On-chip transmitters and receivers typically use PLLs (phase locked loops) to generate accurate clocks for transmitting and receiving data. With ever increasing data transfer rates, PLLs capable of generating accurate, high frequency clocks, e.g., in the ones or even tens of Giga Hertz magnitudes may be needed. LCPLLs (inductor capacitor PLLs), which may use inductor capacitor voltage controlled oscillators (LCVCOs), capacitive controlled tank oscillators, or other oscillators, may be used to deliver such high frequency clocks. Unfortunately, an oscillator (e.g., VCO) in an LCPLL typically has a limited tuning range. To address this, LCPLLs have used automatic frequency control (AFC) techniques to calibrate oscillator settings to conform about an operable control voltage range.
FIG. 1 shows a portion of an LCPLL with a conventional AFC implementation. The PLL loop portion includes a phase frequency detector (PFD), a charge pump (CP), and a low-pass filter (LPF), represented in block 106, and an LCVCO 108 (feedback path not shown for brevity). The PLL operates to generate an output clock (VCO Clk) that accurately tracks an input reference clock (Ref_Clk) using negative feedback to adjust the LCVCO based on a measured difference (or error) between the Ref_Clk and Fb_Clk, a signal fed back from the VCO Clk output. (For convenience, the path from VCO Clk to Fb_Clk is not shown, but VCO Clk is coupled back to Fb_Clk, either directly or indirectly via one or more other circuit blocks.)

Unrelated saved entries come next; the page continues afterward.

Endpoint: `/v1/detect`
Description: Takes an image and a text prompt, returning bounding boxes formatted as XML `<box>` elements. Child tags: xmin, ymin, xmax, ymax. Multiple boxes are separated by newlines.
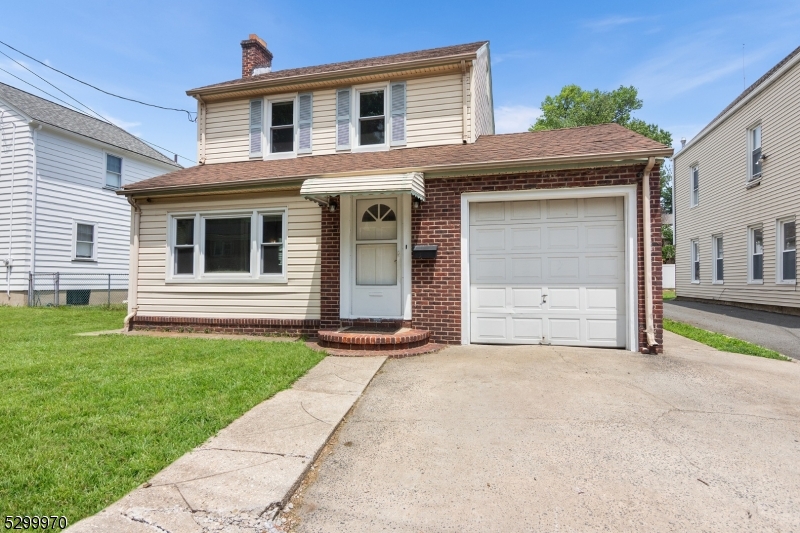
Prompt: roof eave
<box><xmin>119</xmin><ymin>147</ymin><xmax>673</xmax><ymax>197</ymax></box>
<box><xmin>186</xmin><ymin>51</ymin><xmax>482</xmax><ymax>98</ymax></box>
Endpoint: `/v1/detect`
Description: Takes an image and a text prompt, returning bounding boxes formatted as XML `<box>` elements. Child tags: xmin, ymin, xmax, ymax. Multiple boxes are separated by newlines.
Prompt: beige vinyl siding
<box><xmin>204</xmin><ymin>99</ymin><xmax>251</xmax><ymax>163</ymax></box>
<box><xmin>406</xmin><ymin>72</ymin><xmax>469</xmax><ymax>148</ymax></box>
<box><xmin>136</xmin><ymin>191</ymin><xmax>321</xmax><ymax>319</ymax></box>
<box><xmin>201</xmin><ymin>71</ymin><xmax>474</xmax><ymax>163</ymax></box>
<box><xmin>674</xmin><ymin>56</ymin><xmax>800</xmax><ymax>309</ymax></box>
<box><xmin>471</xmin><ymin>43</ymin><xmax>494</xmax><ymax>139</ymax></box>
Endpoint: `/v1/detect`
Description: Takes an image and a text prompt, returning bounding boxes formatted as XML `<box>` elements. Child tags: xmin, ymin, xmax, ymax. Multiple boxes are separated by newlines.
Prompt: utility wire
<box><xmin>0</xmin><ymin>39</ymin><xmax>196</xmax><ymax>121</ymax></box>
<box><xmin>0</xmin><ymin>49</ymin><xmax>110</xmax><ymax>123</ymax></box>
<box><xmin>0</xmin><ymin>67</ymin><xmax>195</xmax><ymax>164</ymax></box>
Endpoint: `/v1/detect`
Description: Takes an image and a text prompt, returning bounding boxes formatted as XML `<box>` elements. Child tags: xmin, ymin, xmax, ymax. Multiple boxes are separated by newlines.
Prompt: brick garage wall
<box><xmin>411</xmin><ymin>164</ymin><xmax>663</xmax><ymax>351</ymax></box>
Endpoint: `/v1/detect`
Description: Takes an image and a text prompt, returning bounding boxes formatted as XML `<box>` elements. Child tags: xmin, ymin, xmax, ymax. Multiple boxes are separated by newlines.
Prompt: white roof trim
<box><xmin>300</xmin><ymin>172</ymin><xmax>425</xmax><ymax>201</ymax></box>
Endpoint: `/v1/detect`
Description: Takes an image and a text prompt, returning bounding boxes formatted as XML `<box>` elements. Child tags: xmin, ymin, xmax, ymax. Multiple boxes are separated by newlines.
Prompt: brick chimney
<box><xmin>241</xmin><ymin>34</ymin><xmax>273</xmax><ymax>78</ymax></box>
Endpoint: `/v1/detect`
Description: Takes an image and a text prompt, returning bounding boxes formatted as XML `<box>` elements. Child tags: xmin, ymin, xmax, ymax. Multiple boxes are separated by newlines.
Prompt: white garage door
<box><xmin>469</xmin><ymin>197</ymin><xmax>626</xmax><ymax>347</ymax></box>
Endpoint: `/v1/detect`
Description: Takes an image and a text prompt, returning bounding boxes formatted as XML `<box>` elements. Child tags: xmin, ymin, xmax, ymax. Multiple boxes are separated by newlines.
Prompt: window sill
<box><xmin>72</xmin><ymin>258</ymin><xmax>97</xmax><ymax>263</ymax></box>
<box><xmin>165</xmin><ymin>275</ymin><xmax>288</xmax><ymax>285</ymax></box>
<box><xmin>746</xmin><ymin>178</ymin><xmax>762</xmax><ymax>189</ymax></box>
<box><xmin>712</xmin><ymin>281</ymin><xmax>724</xmax><ymax>285</ymax></box>
<box><xmin>265</xmin><ymin>152</ymin><xmax>296</xmax><ymax>160</ymax></box>
<box><xmin>747</xmin><ymin>280</ymin><xmax>764</xmax><ymax>285</ymax></box>
<box><xmin>102</xmin><ymin>186</ymin><xmax>121</xmax><ymax>192</ymax></box>
<box><xmin>776</xmin><ymin>280</ymin><xmax>797</xmax><ymax>286</ymax></box>
<box><xmin>691</xmin><ymin>280</ymin><xmax>700</xmax><ymax>284</ymax></box>
<box><xmin>352</xmin><ymin>144</ymin><xmax>390</xmax><ymax>153</ymax></box>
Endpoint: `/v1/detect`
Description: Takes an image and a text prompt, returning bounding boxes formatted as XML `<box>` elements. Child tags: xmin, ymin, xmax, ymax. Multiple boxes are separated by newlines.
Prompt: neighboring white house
<box><xmin>0</xmin><ymin>82</ymin><xmax>181</xmax><ymax>305</ymax></box>
<box><xmin>674</xmin><ymin>44</ymin><xmax>800</xmax><ymax>313</ymax></box>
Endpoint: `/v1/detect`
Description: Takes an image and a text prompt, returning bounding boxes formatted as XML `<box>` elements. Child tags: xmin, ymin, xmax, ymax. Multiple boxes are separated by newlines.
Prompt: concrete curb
<box><xmin>66</xmin><ymin>355</ymin><xmax>387</xmax><ymax>533</ymax></box>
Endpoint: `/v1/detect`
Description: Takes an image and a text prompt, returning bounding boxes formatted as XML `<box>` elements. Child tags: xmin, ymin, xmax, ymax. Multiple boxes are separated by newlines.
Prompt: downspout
<box><xmin>0</xmin><ymin>110</ymin><xmax>13</xmax><ymax>297</ymax></box>
<box><xmin>642</xmin><ymin>156</ymin><xmax>657</xmax><ymax>349</ymax></box>
<box><xmin>30</xmin><ymin>122</ymin><xmax>41</xmax><ymax>283</ymax></box>
<box><xmin>123</xmin><ymin>196</ymin><xmax>141</xmax><ymax>330</ymax></box>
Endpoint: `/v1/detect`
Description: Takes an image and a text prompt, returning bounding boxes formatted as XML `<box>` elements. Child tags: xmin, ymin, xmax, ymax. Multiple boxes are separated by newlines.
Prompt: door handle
<box><xmin>542</xmin><ymin>294</ymin><xmax>547</xmax><ymax>304</ymax></box>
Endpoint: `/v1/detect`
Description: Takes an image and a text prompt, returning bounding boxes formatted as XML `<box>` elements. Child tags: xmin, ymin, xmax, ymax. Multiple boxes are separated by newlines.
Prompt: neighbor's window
<box><xmin>270</xmin><ymin>100</ymin><xmax>294</xmax><ymax>153</ymax></box>
<box><xmin>691</xmin><ymin>239</ymin><xmax>700</xmax><ymax>283</ymax></box>
<box><xmin>779</xmin><ymin>220</ymin><xmax>796</xmax><ymax>283</ymax></box>
<box><xmin>713</xmin><ymin>235</ymin><xmax>724</xmax><ymax>283</ymax></box>
<box><xmin>358</xmin><ymin>89</ymin><xmax>385</xmax><ymax>146</ymax></box>
<box><xmin>261</xmin><ymin>213</ymin><xmax>284</xmax><ymax>274</ymax></box>
<box><xmin>173</xmin><ymin>218</ymin><xmax>195</xmax><ymax>275</ymax></box>
<box><xmin>204</xmin><ymin>217</ymin><xmax>251</xmax><ymax>273</ymax></box>
<box><xmin>749</xmin><ymin>124</ymin><xmax>762</xmax><ymax>181</ymax></box>
<box><xmin>690</xmin><ymin>165</ymin><xmax>699</xmax><ymax>206</ymax></box>
<box><xmin>168</xmin><ymin>210</ymin><xmax>287</xmax><ymax>281</ymax></box>
<box><xmin>75</xmin><ymin>222</ymin><xmax>96</xmax><ymax>260</ymax></box>
<box><xmin>106</xmin><ymin>154</ymin><xmax>122</xmax><ymax>189</ymax></box>
<box><xmin>750</xmin><ymin>227</ymin><xmax>763</xmax><ymax>282</ymax></box>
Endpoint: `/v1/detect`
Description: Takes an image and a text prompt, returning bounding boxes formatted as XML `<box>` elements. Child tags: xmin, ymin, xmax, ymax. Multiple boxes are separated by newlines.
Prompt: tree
<box><xmin>660</xmin><ymin>165</ymin><xmax>673</xmax><ymax>215</ymax></box>
<box><xmin>530</xmin><ymin>85</ymin><xmax>672</xmax><ymax>146</ymax></box>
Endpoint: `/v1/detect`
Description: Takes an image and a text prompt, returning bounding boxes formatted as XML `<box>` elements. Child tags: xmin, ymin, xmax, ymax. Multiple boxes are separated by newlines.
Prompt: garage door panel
<box><xmin>469</xmin><ymin>197</ymin><xmax>626</xmax><ymax>347</ymax></box>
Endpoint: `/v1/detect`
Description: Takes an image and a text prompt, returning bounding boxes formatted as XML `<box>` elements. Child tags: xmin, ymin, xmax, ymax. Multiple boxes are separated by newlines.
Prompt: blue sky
<box><xmin>1</xmin><ymin>0</ymin><xmax>798</xmax><ymax>166</ymax></box>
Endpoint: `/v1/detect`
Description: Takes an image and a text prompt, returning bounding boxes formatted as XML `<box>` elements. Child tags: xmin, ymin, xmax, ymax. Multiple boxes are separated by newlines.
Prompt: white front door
<box><xmin>469</xmin><ymin>197</ymin><xmax>626</xmax><ymax>347</ymax></box>
<box><xmin>351</xmin><ymin>197</ymin><xmax>403</xmax><ymax>317</ymax></box>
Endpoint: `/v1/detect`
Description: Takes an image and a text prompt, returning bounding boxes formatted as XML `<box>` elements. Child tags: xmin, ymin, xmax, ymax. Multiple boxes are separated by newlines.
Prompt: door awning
<box><xmin>300</xmin><ymin>172</ymin><xmax>425</xmax><ymax>202</ymax></box>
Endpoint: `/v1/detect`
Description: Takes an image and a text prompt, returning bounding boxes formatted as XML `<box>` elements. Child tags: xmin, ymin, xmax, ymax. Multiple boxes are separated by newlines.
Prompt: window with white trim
<box><xmin>269</xmin><ymin>100</ymin><xmax>294</xmax><ymax>154</ymax></box>
<box><xmin>357</xmin><ymin>88</ymin><xmax>386</xmax><ymax>146</ymax></box>
<box><xmin>691</xmin><ymin>239</ymin><xmax>700</xmax><ymax>283</ymax></box>
<box><xmin>74</xmin><ymin>222</ymin><xmax>96</xmax><ymax>261</ymax></box>
<box><xmin>779</xmin><ymin>219</ymin><xmax>796</xmax><ymax>283</ymax></box>
<box><xmin>690</xmin><ymin>165</ymin><xmax>699</xmax><ymax>207</ymax></box>
<box><xmin>749</xmin><ymin>226</ymin><xmax>764</xmax><ymax>283</ymax></box>
<box><xmin>168</xmin><ymin>209</ymin><xmax>287</xmax><ymax>282</ymax></box>
<box><xmin>712</xmin><ymin>235</ymin><xmax>723</xmax><ymax>283</ymax></box>
<box><xmin>105</xmin><ymin>154</ymin><xmax>122</xmax><ymax>189</ymax></box>
<box><xmin>748</xmin><ymin>124</ymin><xmax>762</xmax><ymax>182</ymax></box>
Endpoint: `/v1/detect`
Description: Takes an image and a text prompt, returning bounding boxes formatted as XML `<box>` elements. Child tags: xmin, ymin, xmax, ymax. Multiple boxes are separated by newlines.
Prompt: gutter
<box><xmin>187</xmin><ymin>50</ymin><xmax>484</xmax><ymax>99</ymax></box>
<box><xmin>123</xmin><ymin>196</ymin><xmax>141</xmax><ymax>330</ymax></box>
<box><xmin>642</xmin><ymin>157</ymin><xmax>657</xmax><ymax>350</ymax></box>
<box><xmin>117</xmin><ymin>148</ymin><xmax>673</xmax><ymax>197</ymax></box>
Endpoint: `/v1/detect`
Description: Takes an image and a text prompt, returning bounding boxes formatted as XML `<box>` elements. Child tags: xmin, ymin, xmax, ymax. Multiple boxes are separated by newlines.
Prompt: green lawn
<box><xmin>663</xmin><ymin>318</ymin><xmax>790</xmax><ymax>361</ymax></box>
<box><xmin>663</xmin><ymin>289</ymin><xmax>676</xmax><ymax>301</ymax></box>
<box><xmin>0</xmin><ymin>306</ymin><xmax>324</xmax><ymax>523</ymax></box>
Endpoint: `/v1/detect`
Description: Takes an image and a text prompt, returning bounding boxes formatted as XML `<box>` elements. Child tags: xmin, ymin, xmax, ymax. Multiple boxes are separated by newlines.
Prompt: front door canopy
<box><xmin>301</xmin><ymin>172</ymin><xmax>425</xmax><ymax>202</ymax></box>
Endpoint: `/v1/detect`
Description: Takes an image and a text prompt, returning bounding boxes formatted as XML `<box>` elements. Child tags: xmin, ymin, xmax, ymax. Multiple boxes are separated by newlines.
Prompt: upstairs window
<box><xmin>749</xmin><ymin>124</ymin><xmax>762</xmax><ymax>181</ymax></box>
<box><xmin>358</xmin><ymin>89</ymin><xmax>385</xmax><ymax>146</ymax></box>
<box><xmin>691</xmin><ymin>239</ymin><xmax>700</xmax><ymax>283</ymax></box>
<box><xmin>270</xmin><ymin>100</ymin><xmax>294</xmax><ymax>153</ymax></box>
<box><xmin>690</xmin><ymin>165</ymin><xmax>699</xmax><ymax>207</ymax></box>
<box><xmin>74</xmin><ymin>222</ymin><xmax>96</xmax><ymax>261</ymax></box>
<box><xmin>779</xmin><ymin>219</ymin><xmax>796</xmax><ymax>283</ymax></box>
<box><xmin>750</xmin><ymin>226</ymin><xmax>763</xmax><ymax>282</ymax></box>
<box><xmin>105</xmin><ymin>154</ymin><xmax>122</xmax><ymax>189</ymax></box>
<box><xmin>712</xmin><ymin>235</ymin><xmax>723</xmax><ymax>283</ymax></box>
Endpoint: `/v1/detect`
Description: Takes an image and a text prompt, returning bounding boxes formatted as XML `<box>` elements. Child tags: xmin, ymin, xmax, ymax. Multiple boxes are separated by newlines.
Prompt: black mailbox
<box><xmin>412</xmin><ymin>244</ymin><xmax>438</xmax><ymax>259</ymax></box>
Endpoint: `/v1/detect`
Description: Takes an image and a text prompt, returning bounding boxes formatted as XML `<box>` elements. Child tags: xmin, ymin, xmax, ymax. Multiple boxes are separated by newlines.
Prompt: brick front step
<box><xmin>317</xmin><ymin>328</ymin><xmax>431</xmax><ymax>352</ymax></box>
<box><xmin>308</xmin><ymin>341</ymin><xmax>444</xmax><ymax>359</ymax></box>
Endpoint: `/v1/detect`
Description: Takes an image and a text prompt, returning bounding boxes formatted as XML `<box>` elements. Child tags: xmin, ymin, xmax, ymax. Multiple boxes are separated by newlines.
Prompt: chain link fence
<box><xmin>28</xmin><ymin>273</ymin><xmax>129</xmax><ymax>307</ymax></box>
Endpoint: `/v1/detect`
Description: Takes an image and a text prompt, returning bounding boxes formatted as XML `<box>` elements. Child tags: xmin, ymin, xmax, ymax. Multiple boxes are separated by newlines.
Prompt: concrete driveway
<box><xmin>665</xmin><ymin>299</ymin><xmax>800</xmax><ymax>359</ymax></box>
<box><xmin>289</xmin><ymin>333</ymin><xmax>800</xmax><ymax>532</ymax></box>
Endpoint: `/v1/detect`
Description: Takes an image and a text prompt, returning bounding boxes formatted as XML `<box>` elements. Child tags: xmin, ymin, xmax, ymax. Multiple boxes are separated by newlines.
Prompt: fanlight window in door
<box><xmin>357</xmin><ymin>203</ymin><xmax>396</xmax><ymax>240</ymax></box>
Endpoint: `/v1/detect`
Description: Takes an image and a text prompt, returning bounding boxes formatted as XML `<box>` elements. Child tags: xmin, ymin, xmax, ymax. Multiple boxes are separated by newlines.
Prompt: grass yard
<box><xmin>663</xmin><ymin>289</ymin><xmax>676</xmax><ymax>301</ymax></box>
<box><xmin>664</xmin><ymin>318</ymin><xmax>790</xmax><ymax>361</ymax></box>
<box><xmin>0</xmin><ymin>306</ymin><xmax>324</xmax><ymax>523</ymax></box>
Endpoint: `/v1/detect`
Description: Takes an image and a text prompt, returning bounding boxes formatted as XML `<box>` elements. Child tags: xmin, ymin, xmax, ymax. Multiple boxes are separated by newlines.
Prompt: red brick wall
<box><xmin>315</xmin><ymin>164</ymin><xmax>663</xmax><ymax>352</ymax></box>
<box><xmin>241</xmin><ymin>37</ymin><xmax>273</xmax><ymax>78</ymax></box>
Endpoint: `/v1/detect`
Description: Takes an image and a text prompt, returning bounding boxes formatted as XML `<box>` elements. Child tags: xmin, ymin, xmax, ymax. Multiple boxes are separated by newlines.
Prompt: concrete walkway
<box><xmin>665</xmin><ymin>299</ymin><xmax>800</xmax><ymax>359</ymax></box>
<box><xmin>67</xmin><ymin>355</ymin><xmax>385</xmax><ymax>533</ymax></box>
<box><xmin>290</xmin><ymin>333</ymin><xmax>800</xmax><ymax>532</ymax></box>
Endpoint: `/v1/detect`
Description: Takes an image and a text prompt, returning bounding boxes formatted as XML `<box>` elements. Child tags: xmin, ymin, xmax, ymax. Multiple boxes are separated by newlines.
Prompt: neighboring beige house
<box><xmin>118</xmin><ymin>35</ymin><xmax>671</xmax><ymax>354</ymax></box>
<box><xmin>674</xmin><ymin>44</ymin><xmax>800</xmax><ymax>313</ymax></box>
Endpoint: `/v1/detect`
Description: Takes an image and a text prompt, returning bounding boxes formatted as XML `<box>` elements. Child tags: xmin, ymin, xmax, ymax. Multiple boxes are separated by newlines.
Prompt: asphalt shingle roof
<box><xmin>0</xmin><ymin>82</ymin><xmax>180</xmax><ymax>168</ymax></box>
<box><xmin>123</xmin><ymin>123</ymin><xmax>672</xmax><ymax>194</ymax></box>
<box><xmin>189</xmin><ymin>41</ymin><xmax>489</xmax><ymax>94</ymax></box>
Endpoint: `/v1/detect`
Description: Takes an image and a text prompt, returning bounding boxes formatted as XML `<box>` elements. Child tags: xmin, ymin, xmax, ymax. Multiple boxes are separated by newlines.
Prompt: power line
<box><xmin>0</xmin><ymin>38</ymin><xmax>196</xmax><ymax>122</ymax></box>
<box><xmin>0</xmin><ymin>68</ymin><xmax>195</xmax><ymax>164</ymax></box>
<box><xmin>0</xmin><ymin>49</ymin><xmax>110</xmax><ymax>123</ymax></box>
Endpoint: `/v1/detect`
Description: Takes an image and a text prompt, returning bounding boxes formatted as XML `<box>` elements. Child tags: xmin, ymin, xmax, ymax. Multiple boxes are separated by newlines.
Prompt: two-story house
<box><xmin>674</xmin><ymin>44</ymin><xmax>800</xmax><ymax>314</ymax></box>
<box><xmin>0</xmin><ymin>83</ymin><xmax>180</xmax><ymax>305</ymax></box>
<box><xmin>119</xmin><ymin>36</ymin><xmax>672</xmax><ymax>353</ymax></box>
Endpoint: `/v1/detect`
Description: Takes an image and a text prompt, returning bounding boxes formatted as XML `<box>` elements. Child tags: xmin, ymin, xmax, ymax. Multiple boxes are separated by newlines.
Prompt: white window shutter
<box><xmin>336</xmin><ymin>88</ymin><xmax>351</xmax><ymax>150</ymax></box>
<box><xmin>297</xmin><ymin>93</ymin><xmax>313</xmax><ymax>154</ymax></box>
<box><xmin>249</xmin><ymin>99</ymin><xmax>263</xmax><ymax>156</ymax></box>
<box><xmin>390</xmin><ymin>82</ymin><xmax>406</xmax><ymax>146</ymax></box>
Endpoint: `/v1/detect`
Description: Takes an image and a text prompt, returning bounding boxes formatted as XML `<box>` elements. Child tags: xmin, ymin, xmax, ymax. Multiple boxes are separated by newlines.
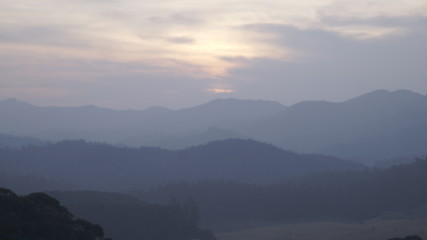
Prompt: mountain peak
<box><xmin>1</xmin><ymin>98</ymin><xmax>21</xmax><ymax>104</ymax></box>
<box><xmin>0</xmin><ymin>98</ymin><xmax>34</xmax><ymax>108</ymax></box>
<box><xmin>392</xmin><ymin>89</ymin><xmax>424</xmax><ymax>98</ymax></box>
<box><xmin>344</xmin><ymin>89</ymin><xmax>423</xmax><ymax>105</ymax></box>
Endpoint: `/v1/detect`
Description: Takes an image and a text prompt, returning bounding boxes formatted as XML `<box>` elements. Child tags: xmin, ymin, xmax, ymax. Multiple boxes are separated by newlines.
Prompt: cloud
<box><xmin>227</xmin><ymin>18</ymin><xmax>427</xmax><ymax>104</ymax></box>
<box><xmin>0</xmin><ymin>26</ymin><xmax>94</xmax><ymax>49</ymax></box>
<box><xmin>1</xmin><ymin>0</ymin><xmax>427</xmax><ymax>109</ymax></box>
<box><xmin>316</xmin><ymin>0</ymin><xmax>427</xmax><ymax>21</ymax></box>
<box><xmin>317</xmin><ymin>14</ymin><xmax>427</xmax><ymax>28</ymax></box>
<box><xmin>147</xmin><ymin>12</ymin><xmax>206</xmax><ymax>26</ymax></box>
<box><xmin>0</xmin><ymin>55</ymin><xmax>218</xmax><ymax>109</ymax></box>
<box><xmin>165</xmin><ymin>36</ymin><xmax>195</xmax><ymax>44</ymax></box>
<box><xmin>312</xmin><ymin>0</ymin><xmax>427</xmax><ymax>39</ymax></box>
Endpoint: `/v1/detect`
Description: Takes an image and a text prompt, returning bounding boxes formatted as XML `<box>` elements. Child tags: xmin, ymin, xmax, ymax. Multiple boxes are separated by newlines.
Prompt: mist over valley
<box><xmin>1</xmin><ymin>90</ymin><xmax>427</xmax><ymax>240</ymax></box>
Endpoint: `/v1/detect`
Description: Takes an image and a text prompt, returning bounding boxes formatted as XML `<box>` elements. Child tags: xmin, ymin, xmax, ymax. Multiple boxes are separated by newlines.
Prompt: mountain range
<box><xmin>239</xmin><ymin>89</ymin><xmax>427</xmax><ymax>162</ymax></box>
<box><xmin>0</xmin><ymin>98</ymin><xmax>284</xmax><ymax>146</ymax></box>
<box><xmin>0</xmin><ymin>139</ymin><xmax>363</xmax><ymax>192</ymax></box>
<box><xmin>1</xmin><ymin>89</ymin><xmax>426</xmax><ymax>162</ymax></box>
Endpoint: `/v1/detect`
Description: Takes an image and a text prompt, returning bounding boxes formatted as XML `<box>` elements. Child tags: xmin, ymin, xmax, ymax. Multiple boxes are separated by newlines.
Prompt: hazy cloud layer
<box><xmin>227</xmin><ymin>19</ymin><xmax>427</xmax><ymax>103</ymax></box>
<box><xmin>0</xmin><ymin>0</ymin><xmax>426</xmax><ymax>108</ymax></box>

The AFC portion includes frequency detector 102, calibration logic 104, and calibration voltage (Vmid) 110, coupled as shown. It typically runs once at power-up to calibrate the VCO frequency to be close to the target reference clock frequency. Initially, in the calibration mode, the “Cal” pathway switch is closed to apply a fixed voltage (Vmid) as the control voltage (Vctl) to the LCVCO. The LCVCO 108 includes a bank of capacitors that may be engaged or disengaged in different combinations, as set by the digital CapSel[N:0]input. This provides a range of adjustable capacitance values that correspond to an output frequency range. During calibration, the calibration logic 104 functions, based on the fixed Vmid control voltage, to adjust the capacitor value, as set by CapSel[N:0], so that the VCO Clk center frequency is sufficiently close to a target operating frequency (as set by Ref13Clk). Vmid, as implied by its name, is typically set to be in the middle of the operating control voltage (Vctl) range so that a sufficient degree of adjustability is available during PLL operation.
After AFC completes, the PLL is allowed to lock normally. Unfortunately, the VCO may have an undesirable temperature coefficient, which causes the VCO frequency to change with temperature for a fixed control voltage value. Due to this, the PLL control voltage (Vctl) during lock will change as temperature changes. For a large enough temperature change, if the VCO temperature coefficient is large, the control voltage can become too low or too high for the PLL to stay locked. Even if the change isn't large enough to cause the PLL to lose lock, the control voltage change may still cause the PLL bandwidth or jitter to fall out of spec as the temperature changes.
Accordingly, new solutions may be desired.